I love this time of year and I love the Jewish new year for many reasons. Perhaps because we are called upon to look at the world and at our own lives in all our messes and failings and at the same time to hold in our minds and hearts the complete beauty and goodness– of ourselves and of humanity and of the world. I like this kind of perspective. It is a big perspective and a demanding perspective, and I like that.

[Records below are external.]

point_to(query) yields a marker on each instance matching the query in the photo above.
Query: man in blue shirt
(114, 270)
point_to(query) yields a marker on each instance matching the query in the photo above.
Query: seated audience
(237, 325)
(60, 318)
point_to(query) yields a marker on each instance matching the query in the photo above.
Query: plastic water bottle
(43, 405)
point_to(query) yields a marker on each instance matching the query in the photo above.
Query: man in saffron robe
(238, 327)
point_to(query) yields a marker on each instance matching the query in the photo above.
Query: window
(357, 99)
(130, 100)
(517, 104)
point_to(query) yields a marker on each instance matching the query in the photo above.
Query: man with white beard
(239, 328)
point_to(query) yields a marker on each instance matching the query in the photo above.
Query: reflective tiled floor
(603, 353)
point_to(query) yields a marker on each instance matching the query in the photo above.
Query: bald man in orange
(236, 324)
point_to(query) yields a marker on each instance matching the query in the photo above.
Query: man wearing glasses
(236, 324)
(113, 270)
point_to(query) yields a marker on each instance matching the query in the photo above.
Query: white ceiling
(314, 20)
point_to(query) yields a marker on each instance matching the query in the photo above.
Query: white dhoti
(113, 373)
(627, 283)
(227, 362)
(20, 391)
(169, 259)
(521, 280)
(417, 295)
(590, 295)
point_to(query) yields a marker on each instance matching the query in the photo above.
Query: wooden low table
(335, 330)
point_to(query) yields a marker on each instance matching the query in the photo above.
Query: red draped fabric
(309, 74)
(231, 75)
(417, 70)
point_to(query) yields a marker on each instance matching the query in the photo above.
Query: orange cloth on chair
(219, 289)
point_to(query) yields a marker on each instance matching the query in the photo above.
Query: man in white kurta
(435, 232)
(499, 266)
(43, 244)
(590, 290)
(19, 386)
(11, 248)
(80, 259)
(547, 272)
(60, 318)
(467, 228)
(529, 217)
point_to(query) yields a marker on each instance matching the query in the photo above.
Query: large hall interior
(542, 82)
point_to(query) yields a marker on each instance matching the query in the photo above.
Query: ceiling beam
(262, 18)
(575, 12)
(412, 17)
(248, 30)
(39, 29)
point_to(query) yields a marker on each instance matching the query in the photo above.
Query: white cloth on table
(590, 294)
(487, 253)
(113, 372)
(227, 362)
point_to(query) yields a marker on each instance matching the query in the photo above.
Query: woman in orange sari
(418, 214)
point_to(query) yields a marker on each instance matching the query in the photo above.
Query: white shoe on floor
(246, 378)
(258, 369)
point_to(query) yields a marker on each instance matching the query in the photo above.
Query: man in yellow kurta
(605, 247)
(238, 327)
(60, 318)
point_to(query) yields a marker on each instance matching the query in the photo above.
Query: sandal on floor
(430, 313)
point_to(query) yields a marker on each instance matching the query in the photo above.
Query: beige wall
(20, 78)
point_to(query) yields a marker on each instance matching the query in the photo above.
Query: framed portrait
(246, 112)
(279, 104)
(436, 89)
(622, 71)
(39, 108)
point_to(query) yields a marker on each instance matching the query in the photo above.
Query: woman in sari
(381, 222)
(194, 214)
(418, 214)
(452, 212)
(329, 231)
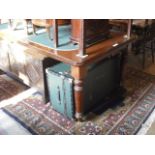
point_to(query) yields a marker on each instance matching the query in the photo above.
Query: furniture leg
(152, 51)
(79, 74)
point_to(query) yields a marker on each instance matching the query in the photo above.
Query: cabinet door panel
(34, 71)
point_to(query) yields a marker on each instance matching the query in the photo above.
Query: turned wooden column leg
(79, 74)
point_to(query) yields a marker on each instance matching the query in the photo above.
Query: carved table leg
(79, 74)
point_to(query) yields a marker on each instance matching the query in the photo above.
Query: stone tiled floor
(136, 61)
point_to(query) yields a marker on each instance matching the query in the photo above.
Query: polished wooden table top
(94, 53)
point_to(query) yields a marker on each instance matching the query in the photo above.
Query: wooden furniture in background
(48, 23)
(38, 57)
(96, 30)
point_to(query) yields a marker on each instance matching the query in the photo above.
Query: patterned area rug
(127, 119)
(9, 87)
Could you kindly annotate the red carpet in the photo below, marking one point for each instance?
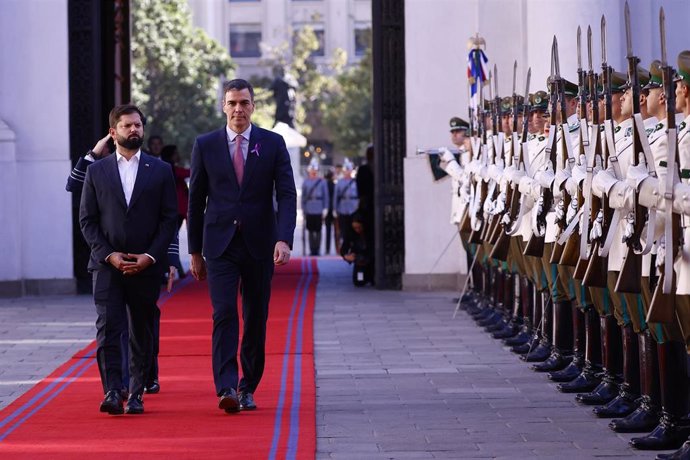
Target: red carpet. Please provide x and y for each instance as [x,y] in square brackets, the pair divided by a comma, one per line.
[59,417]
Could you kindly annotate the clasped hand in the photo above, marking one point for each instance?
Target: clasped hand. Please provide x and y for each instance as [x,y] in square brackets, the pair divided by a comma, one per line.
[130,264]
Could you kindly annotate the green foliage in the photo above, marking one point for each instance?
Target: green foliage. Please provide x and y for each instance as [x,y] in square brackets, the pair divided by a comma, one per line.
[176,72]
[333,96]
[349,112]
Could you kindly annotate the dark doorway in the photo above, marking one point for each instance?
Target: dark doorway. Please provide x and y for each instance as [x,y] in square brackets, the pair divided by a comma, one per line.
[99,75]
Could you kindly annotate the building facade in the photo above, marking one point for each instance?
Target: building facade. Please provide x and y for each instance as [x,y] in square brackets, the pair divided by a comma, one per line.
[246,27]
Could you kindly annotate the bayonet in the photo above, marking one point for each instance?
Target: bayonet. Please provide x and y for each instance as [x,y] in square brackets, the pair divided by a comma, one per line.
[579,48]
[515,77]
[603,40]
[628,31]
[589,48]
[662,29]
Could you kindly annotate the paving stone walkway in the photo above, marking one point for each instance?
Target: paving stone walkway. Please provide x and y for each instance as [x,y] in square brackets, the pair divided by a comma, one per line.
[396,377]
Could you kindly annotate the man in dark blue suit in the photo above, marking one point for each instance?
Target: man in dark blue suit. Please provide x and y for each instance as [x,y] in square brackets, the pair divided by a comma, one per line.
[128,215]
[233,225]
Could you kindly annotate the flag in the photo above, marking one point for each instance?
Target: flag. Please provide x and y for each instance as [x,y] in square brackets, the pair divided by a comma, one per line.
[476,73]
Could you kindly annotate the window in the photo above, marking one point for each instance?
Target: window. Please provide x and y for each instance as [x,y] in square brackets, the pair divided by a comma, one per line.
[320,37]
[245,40]
[362,40]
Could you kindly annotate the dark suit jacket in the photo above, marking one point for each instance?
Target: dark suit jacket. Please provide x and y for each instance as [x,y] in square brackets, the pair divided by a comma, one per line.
[147,225]
[218,204]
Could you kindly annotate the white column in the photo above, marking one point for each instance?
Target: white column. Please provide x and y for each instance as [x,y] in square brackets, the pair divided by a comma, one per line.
[34,85]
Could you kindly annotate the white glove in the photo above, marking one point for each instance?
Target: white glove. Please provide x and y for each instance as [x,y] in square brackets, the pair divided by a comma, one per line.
[579,172]
[572,211]
[561,176]
[545,178]
[446,155]
[571,186]
[636,174]
[597,227]
[602,183]
[560,210]
[500,203]
[629,227]
[660,252]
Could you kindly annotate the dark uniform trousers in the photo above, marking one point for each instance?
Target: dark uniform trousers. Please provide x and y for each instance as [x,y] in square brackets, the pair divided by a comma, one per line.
[116,297]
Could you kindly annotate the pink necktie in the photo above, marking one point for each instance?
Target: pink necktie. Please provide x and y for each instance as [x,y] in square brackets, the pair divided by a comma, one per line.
[238,160]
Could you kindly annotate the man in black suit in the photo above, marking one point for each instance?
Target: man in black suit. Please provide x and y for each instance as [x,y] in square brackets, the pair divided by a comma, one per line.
[128,215]
[232,222]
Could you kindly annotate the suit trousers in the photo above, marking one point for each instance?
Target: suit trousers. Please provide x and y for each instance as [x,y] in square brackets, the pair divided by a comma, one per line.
[124,303]
[237,270]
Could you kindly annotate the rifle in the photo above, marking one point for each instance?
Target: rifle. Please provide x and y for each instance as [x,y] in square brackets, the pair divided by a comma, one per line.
[565,197]
[631,273]
[475,216]
[572,246]
[596,266]
[502,245]
[535,245]
[498,144]
[662,308]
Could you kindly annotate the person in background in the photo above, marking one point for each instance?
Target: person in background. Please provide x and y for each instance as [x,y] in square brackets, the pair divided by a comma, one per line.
[171,155]
[329,219]
[345,202]
[356,251]
[314,205]
[128,220]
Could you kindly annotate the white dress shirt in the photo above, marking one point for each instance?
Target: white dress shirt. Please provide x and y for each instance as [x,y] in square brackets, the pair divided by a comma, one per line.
[128,173]
[245,141]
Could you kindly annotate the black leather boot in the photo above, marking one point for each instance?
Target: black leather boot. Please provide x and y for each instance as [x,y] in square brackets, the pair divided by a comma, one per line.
[543,350]
[625,403]
[670,433]
[642,420]
[575,367]
[611,352]
[587,380]
[562,339]
[648,413]
[681,454]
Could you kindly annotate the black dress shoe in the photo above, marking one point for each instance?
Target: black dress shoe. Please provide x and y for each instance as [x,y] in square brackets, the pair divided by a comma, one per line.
[668,434]
[583,383]
[229,402]
[621,406]
[538,354]
[570,373]
[555,362]
[681,454]
[112,403]
[643,420]
[152,388]
[247,401]
[135,404]
[522,338]
[602,394]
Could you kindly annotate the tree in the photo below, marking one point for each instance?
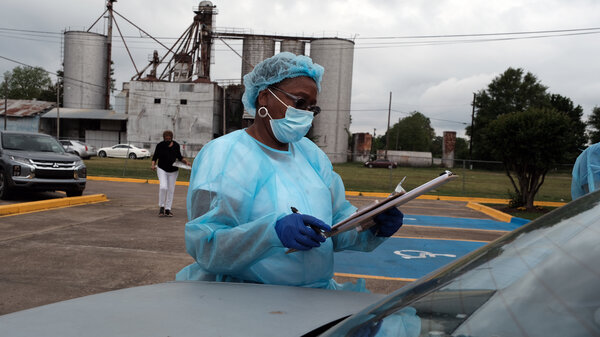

Among other things, it is not easy to carve out time to be a Jew if you live, as I do, in a secular world. In my current job, and in my daughter’s middle school– it was far more demanding (the work of carving out the time and space to observe the Jewish new year) than I can ever recall it being before– and it rattled me and angered me too. On Tuesday before Yom Kippur I started the day by writing eight separate notes to teachers and staff at my daughter’s school, so that my daughter wouldn’t get graded down, marked with unexcused absences etc.– because my failure to do so for Rosh Hashanah had created a mess that required a number of calls and emails to clean up. At work several things happened and I was running at top speed from 9:00 a.m. until I finally made my way out at 7:00 p.m. — after an exchange with my boss that I truly experienced as a miracle.
I left my work with barely enough time to change clothes and no time to eat a good meal which would be followed by a fast for the next 24 hours. I found my cell phone was broken and had trouble getting through to my family to say, “meet me downstairs with a change of clothes and we’ll go straight to synagogue.” It was a hard and bumpy observance in some ways because I was off my feet–exhausted, stressed out and late– but we made our way to our synagogue three times for Yom Kippur and I took in the beauty of an early fall day, of my community of Jews, of my daughter and partner. There was time to think and sing and grieve losses too.
I am late in writing this post, and I am late with other things too– but there is a new year ahead and I will find time to do things I want to do and to write. There is much more to write but right this moment, it is time–in this new year– for me to meet one of my biggest daily challenges, rest at the end of the day. Shanah Tovah– a good year. And good night for now.